National

New Asahi Shimbun chief promises to restore public trust in daily

by Eric Johnston

Staff Writer

The Asahi Shimbun’s new president vowed Friday to rebuild domestic and international trust in the beleaguered paper by broadening the range of views expressed in its pages, correcting erroneous information in a timely manner and being more careful with investigative stories.

Masataka Watanabe, 55, formally assumed his new post as president Friday, taking over from Tadakazu Kimura, who stepped down to take responsibility for errant reporting based on the transcript of a government interview with Masao Yoshida, the late head of the Fukushima No. 1 nuclear power plant.

Shinya Iida was tapped as the paper’s new chairman.

In a May expose, the Asahi mistakenly reported that plant employees defied Yoshida’s orders by fleeing during the triple meltdown of March 11, 2011. It was forced to retract the story in September.

At about the same time, in August, the Asahi retracted 16 articles from the 1980s and 1990s about the “ianfu,” or “comfort women.”

The comfort women articles were based on interviews with Seiji Yoshida, a man who died in 2000 after claiming to have rounded up hundreds of the Korean women who were sent to the Imperial Japanese military’s wartime brothels.

Since Yoshida’s claims could not be verified by many mainstream scholars, they had become suspect by the late 1990s. The Asahi stood by the story until August.

“We’re getting back to basics, and are going to work toward the day when we are judged as a newspaper that is fair, open, humble, and promptly corrects its mistakes,” Watanabe told reporters Friday night.
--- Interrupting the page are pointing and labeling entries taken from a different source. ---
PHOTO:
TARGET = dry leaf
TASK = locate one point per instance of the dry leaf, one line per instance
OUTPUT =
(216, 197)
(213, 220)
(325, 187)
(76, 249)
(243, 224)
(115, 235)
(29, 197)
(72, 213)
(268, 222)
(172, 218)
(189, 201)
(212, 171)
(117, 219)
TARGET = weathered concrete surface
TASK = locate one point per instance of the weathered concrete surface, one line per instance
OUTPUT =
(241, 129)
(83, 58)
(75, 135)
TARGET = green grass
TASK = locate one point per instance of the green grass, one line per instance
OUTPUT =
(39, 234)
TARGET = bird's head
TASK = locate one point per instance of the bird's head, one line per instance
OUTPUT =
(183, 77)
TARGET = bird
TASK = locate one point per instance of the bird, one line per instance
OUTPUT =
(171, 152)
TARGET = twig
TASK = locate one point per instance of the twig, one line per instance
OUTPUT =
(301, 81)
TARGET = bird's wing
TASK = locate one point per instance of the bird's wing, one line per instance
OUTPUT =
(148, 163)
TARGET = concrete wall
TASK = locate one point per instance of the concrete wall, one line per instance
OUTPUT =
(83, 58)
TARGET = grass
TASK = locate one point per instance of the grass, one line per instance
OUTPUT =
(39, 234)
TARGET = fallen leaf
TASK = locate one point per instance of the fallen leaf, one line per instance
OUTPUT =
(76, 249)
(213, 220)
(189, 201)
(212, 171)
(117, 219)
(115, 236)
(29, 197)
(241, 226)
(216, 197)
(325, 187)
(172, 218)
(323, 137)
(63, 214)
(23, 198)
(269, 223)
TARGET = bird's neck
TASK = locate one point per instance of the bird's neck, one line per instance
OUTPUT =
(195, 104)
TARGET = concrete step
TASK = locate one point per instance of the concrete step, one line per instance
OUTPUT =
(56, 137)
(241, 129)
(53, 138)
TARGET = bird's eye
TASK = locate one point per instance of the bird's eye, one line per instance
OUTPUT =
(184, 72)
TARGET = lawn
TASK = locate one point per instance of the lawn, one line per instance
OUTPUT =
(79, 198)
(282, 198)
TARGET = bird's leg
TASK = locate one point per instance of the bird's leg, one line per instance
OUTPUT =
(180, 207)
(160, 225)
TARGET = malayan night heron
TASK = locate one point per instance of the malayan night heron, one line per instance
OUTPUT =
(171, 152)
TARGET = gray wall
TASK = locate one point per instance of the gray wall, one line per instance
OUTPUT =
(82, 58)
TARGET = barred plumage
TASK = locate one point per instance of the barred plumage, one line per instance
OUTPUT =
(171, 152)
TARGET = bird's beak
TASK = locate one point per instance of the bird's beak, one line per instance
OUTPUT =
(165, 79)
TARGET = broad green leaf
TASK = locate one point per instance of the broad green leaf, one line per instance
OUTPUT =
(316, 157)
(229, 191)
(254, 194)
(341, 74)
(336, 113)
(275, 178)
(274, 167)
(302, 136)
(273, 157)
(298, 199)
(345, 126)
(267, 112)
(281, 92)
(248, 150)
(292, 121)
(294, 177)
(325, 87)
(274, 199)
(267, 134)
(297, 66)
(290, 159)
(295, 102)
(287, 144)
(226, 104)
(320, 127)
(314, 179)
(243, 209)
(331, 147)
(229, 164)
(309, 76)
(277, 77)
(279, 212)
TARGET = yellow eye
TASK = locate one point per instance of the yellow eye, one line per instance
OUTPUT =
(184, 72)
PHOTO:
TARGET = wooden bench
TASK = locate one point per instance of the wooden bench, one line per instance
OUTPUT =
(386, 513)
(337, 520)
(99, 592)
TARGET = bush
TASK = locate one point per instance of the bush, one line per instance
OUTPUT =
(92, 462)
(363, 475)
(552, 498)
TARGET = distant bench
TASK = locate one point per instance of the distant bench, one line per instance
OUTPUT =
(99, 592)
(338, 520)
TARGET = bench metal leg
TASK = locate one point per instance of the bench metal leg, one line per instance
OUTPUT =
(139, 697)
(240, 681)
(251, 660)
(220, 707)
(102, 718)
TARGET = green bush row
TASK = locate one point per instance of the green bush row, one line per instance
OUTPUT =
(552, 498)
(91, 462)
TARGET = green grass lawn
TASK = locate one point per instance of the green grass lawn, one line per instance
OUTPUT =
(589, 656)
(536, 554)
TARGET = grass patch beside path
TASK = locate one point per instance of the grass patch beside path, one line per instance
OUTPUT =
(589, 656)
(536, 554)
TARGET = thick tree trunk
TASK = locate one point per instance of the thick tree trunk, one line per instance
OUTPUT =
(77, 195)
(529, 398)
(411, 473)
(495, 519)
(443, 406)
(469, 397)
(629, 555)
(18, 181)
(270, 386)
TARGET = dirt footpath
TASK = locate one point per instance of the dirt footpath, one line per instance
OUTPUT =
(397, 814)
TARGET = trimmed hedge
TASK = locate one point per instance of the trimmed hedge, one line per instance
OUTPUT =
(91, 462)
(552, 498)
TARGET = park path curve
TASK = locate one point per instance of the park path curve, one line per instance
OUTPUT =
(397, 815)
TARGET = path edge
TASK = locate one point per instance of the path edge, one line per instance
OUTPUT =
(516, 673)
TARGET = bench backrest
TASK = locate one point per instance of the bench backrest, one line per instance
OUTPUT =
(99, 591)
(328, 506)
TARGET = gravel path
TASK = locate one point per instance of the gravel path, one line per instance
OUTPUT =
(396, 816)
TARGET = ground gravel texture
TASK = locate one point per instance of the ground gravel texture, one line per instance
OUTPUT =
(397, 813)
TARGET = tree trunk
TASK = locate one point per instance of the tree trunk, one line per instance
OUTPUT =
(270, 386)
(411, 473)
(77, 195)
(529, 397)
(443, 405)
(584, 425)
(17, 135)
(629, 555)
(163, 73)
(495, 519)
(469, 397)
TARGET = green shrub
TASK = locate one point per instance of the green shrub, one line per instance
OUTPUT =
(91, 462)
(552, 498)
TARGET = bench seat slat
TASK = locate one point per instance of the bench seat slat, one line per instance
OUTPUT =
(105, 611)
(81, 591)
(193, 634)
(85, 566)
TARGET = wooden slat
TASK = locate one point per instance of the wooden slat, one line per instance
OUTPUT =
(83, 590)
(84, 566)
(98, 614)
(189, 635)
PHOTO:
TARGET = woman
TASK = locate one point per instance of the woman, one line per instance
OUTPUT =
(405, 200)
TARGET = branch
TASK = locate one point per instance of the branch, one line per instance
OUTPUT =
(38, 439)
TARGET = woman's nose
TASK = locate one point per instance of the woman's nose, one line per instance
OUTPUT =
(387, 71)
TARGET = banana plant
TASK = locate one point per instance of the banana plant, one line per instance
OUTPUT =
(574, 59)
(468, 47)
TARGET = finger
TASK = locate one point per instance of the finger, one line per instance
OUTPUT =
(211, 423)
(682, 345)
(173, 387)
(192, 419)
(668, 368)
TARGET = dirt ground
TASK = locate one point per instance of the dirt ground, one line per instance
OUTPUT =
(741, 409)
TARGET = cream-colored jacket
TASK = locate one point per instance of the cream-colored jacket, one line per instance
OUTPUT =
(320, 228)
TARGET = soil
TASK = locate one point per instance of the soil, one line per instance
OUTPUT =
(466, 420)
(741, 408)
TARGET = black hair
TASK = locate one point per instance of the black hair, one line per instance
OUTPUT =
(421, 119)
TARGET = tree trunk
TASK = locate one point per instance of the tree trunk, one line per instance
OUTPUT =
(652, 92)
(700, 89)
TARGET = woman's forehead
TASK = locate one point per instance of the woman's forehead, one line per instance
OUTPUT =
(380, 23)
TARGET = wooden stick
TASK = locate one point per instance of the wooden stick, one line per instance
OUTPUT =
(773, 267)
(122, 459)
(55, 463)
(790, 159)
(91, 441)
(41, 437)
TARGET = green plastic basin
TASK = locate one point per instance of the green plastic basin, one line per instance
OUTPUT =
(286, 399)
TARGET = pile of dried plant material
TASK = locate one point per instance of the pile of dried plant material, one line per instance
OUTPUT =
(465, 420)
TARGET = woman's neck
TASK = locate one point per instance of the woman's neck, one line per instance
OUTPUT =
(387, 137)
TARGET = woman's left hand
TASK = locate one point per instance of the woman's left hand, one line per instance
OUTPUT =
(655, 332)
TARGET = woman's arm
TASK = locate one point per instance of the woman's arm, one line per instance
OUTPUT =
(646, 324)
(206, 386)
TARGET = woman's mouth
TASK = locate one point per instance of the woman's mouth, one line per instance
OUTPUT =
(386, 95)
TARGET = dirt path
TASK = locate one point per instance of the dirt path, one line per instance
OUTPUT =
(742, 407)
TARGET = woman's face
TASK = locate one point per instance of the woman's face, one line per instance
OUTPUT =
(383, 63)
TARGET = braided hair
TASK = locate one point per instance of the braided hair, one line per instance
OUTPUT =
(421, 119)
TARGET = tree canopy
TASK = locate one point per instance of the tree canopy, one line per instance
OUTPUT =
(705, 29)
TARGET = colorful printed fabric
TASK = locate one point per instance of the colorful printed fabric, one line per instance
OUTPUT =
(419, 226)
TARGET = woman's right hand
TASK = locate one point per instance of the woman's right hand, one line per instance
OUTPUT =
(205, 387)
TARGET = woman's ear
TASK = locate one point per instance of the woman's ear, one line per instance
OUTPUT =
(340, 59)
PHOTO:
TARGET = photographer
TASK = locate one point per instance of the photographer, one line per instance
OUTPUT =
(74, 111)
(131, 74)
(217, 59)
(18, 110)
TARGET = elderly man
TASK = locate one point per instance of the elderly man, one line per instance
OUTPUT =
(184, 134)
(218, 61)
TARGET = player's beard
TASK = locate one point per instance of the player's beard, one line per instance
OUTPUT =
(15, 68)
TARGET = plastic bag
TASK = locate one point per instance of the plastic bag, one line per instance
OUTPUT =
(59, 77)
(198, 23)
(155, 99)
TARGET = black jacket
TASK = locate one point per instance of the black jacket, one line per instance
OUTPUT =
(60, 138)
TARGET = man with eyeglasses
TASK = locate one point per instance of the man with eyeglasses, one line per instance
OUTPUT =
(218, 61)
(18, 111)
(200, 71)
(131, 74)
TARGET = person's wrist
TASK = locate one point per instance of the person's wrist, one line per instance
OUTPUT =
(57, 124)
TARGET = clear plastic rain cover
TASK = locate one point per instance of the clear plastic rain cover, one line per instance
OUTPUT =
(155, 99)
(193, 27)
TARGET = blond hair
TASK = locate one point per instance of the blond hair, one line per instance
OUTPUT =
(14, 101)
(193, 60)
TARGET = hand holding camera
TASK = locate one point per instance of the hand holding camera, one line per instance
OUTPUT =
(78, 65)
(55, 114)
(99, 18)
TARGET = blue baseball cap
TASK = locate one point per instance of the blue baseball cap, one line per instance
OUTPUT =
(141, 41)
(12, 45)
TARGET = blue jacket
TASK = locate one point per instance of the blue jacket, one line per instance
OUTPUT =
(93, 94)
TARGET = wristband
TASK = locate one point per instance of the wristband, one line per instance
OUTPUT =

An outside group of lawyers and media experts is investigating the Asahi’s reporting methods and is expected to issue its report within a month.

Watanabe announced five measures the paper would take to re-establish trust: hold roundtable meetings with voters throughout the country; expand the variety of opinions expressed in the paper and deepen the dialogue with readers; fundamentally restructure the way the paper corrects false information; maintain an attitude of healthy criticism; and strengthen investigative journalism efforts.

The retraction of the comfort women articles in particular unleashed a storm of criticism against the Asahi from the right-wing media. Prime Minister Shinzo Abe blamed the comfort women articles for creating a false impression internationally of the issue.

But four American experts involved in drawing up a 2007 resolution, passed by the U.S. House of Representatives, calling for Japan to acknowledge and apologize for its responsibility for “its Imperial Forces’ coercion of young women into sexual slavery” said Yoshida’s testimony had very little impact on the issue.

“The Yoshida memoir and Asahi’s reporting of it were not factors in the consideration, drafting, or defense of (the House resolution). One discredited source would not form the basis of research for Congress. There was ample documentary and testimonial evidence from across the Indo-Pacific region to support the fact that Imperial Japan organized and managed a system of sexual slavery for its military as well as for its colonial officials, businessmen and overseas workers,” said Washington-based Dennis Halpin of U.S.-Korea Institute, Johns Hopkins University, Mindy Kotler of Asia Policy Point, Mike Mochizuki of George Washington University, and Larry Niksch at the Center for Strategic and International Studies in a joint statement issued in September.